Experiencia aportada por las “Hijas pobres de Santa Clara” (Monasterio Santa Clara)
Nuestra comunidad de “Hijas pobres de Santa Clara” hemos recibido con agradecimiento la “maleta que hace puentes”. Damos gracias a Dios por tantas acciones que están dentro de la maleta. Poco a poco va cogiendo el peso de las obras que nos perfuma con el buen olor de Cristo.
Nuestra aportación a esta misión de crear puentes no aportamos cosas concretas o aisladas en el tiempo, sino aportamos todo lo que somos y tenemos, porque no es nuestro, sino del Señor y lo ofrecemos a los hermanos. Como hijas de San Francisco y de Santa clara:
1. Profesión de los Consejos Evangélicos.

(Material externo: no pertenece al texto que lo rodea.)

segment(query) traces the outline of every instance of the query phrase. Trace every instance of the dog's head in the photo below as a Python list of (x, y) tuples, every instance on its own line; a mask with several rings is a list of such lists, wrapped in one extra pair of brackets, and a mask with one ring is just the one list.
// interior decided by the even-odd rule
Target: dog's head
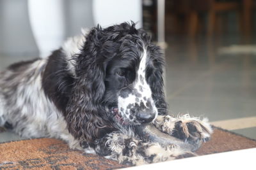
[(163, 60), (143, 30), (133, 23), (97, 27), (85, 39), (63, 64), (72, 77), (60, 94), (66, 94), (65, 102), (54, 100), (75, 138), (92, 140), (112, 128), (150, 122), (166, 111)]

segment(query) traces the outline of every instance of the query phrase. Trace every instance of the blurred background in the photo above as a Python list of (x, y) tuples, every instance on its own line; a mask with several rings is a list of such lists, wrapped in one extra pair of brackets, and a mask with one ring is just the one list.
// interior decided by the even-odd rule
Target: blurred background
[[(0, 0), (0, 71), (133, 20), (163, 49), (170, 113), (256, 139), (256, 0)], [(0, 141), (19, 139), (0, 133)]]

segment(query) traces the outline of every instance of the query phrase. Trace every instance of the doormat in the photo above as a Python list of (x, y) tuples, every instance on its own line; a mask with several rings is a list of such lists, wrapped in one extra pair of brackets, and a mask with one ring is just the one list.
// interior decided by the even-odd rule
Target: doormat
[[(211, 140), (196, 152), (198, 155), (256, 147), (256, 141), (214, 128)], [(117, 162), (69, 149), (63, 141), (33, 139), (0, 144), (0, 169), (115, 169)]]

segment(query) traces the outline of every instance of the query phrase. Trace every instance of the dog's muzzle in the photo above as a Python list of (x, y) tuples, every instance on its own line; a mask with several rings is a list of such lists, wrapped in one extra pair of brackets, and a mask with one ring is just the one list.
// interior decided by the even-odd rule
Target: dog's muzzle
[(157, 110), (151, 96), (145, 96), (131, 87), (122, 89), (120, 94), (118, 112), (124, 120), (145, 124), (152, 122), (157, 116)]

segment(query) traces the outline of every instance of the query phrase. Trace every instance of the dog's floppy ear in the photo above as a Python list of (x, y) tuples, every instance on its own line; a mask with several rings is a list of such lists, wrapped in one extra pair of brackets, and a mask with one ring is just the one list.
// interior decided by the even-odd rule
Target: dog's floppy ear
[(81, 53), (76, 57), (76, 78), (66, 109), (69, 132), (76, 139), (92, 141), (108, 129), (101, 105), (105, 92), (104, 59), (100, 54), (102, 29), (93, 29), (86, 36)]
[(164, 99), (164, 82), (163, 78), (164, 59), (159, 46), (150, 43), (147, 46), (148, 55), (151, 60), (151, 66), (147, 67), (146, 76), (152, 90), (155, 104), (160, 115), (168, 113), (167, 104)]

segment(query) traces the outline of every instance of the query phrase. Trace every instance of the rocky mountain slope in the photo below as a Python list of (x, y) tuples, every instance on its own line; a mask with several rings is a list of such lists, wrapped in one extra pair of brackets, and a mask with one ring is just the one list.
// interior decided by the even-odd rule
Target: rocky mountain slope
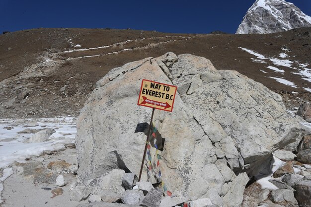
[[(184, 202), (206, 198), (213, 207), (240, 206), (248, 177), (305, 133), (280, 96), (235, 71), (218, 70), (190, 54), (146, 58), (111, 70), (85, 103), (77, 120), (77, 191), (88, 188), (100, 196), (107, 190), (103, 175), (139, 174), (146, 136), (136, 129), (152, 112), (136, 104), (142, 77), (176, 85), (178, 93), (172, 113), (155, 111), (164, 147), (149, 146), (142, 181), (163, 183), (165, 194)], [(111, 189), (120, 197), (124, 192)]]
[(236, 34), (274, 33), (311, 26), (311, 17), (284, 0), (256, 0)]
[(311, 101), (311, 28), (274, 34), (183, 34), (39, 28), (0, 35), (1, 118), (78, 117), (110, 69), (168, 52), (211, 60), (283, 96)]

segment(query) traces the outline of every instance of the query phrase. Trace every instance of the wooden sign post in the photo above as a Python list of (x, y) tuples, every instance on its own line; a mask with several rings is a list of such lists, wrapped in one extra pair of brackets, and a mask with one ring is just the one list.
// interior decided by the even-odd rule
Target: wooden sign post
[(151, 80), (143, 79), (142, 81), (141, 91), (138, 98), (138, 105), (153, 108), (151, 119), (149, 124), (149, 128), (147, 133), (147, 139), (145, 145), (145, 150), (139, 173), (138, 181), (141, 181), (144, 162), (146, 158), (147, 150), (147, 145), (149, 140), (149, 135), (155, 109), (159, 109), (171, 112), (175, 100), (175, 95), (177, 91), (177, 87), (167, 84), (161, 83)]

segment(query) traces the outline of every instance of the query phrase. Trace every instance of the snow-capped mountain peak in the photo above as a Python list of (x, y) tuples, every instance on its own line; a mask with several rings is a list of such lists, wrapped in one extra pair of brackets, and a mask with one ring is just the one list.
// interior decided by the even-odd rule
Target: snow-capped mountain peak
[(273, 33), (311, 26), (311, 17), (284, 0), (256, 0), (236, 34)]

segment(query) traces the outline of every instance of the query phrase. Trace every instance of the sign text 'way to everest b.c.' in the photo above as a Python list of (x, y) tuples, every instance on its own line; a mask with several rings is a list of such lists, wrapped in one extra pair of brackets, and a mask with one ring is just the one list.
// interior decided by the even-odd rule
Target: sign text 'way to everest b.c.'
[(177, 87), (143, 79), (138, 104), (171, 112)]

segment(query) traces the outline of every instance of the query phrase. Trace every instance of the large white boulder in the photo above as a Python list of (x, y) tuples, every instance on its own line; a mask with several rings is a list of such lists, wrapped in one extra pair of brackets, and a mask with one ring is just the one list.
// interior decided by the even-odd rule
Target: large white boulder
[[(213, 189), (224, 206), (232, 198), (238, 206), (246, 173), (256, 174), (275, 150), (301, 137), (281, 97), (262, 84), (217, 70), (204, 58), (167, 53), (113, 69), (97, 82), (77, 120), (84, 183), (113, 169), (139, 174), (146, 137), (135, 132), (152, 112), (137, 104), (143, 79), (178, 87), (172, 112), (156, 110), (154, 120), (165, 138), (161, 180), (183, 201), (208, 198)], [(142, 181), (147, 172), (144, 166)]]

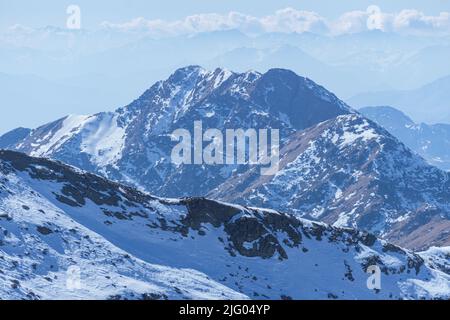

En primer lugar, aportamos nuestra propia vida religiosa de Profesión de los“consejos evangélicos" con el espíritu franciscano que vivimos. La pobreza, la castidad y la obediencia son un ejemplo de que en nuestra comunidad la única riqueza que tenemos es la presencia constante de Cristo en la custodia de nuestra iglesia. Sólo a Él ofrecemos nuestra vida y a Él es a quien debemos obediencia, puesto que somos “esposas del esposo de la Iglesia”.
2. Nuestra iglesia como lugar para construir puentes.
Ofrecemos nuestra iglesia como un lugar donde cualquier persona a cualquier hora del día pueda entrar en diálogo con el Señor. Con esta acción pretendemos ofrecer el verdadero puente que se ha de construir: el puente de los hombres hacia Dios que, a su vez, se extiende en otro hacia los hombres.
3. Oración constante.
Nuestra vida, sencilla y pobre, está caracterizada por la Oración constante por todo el Pueblo de Dios que peregrina sinodalmente en Palencia. Oramos para que nuestra Diócesis sea constructora de puentes.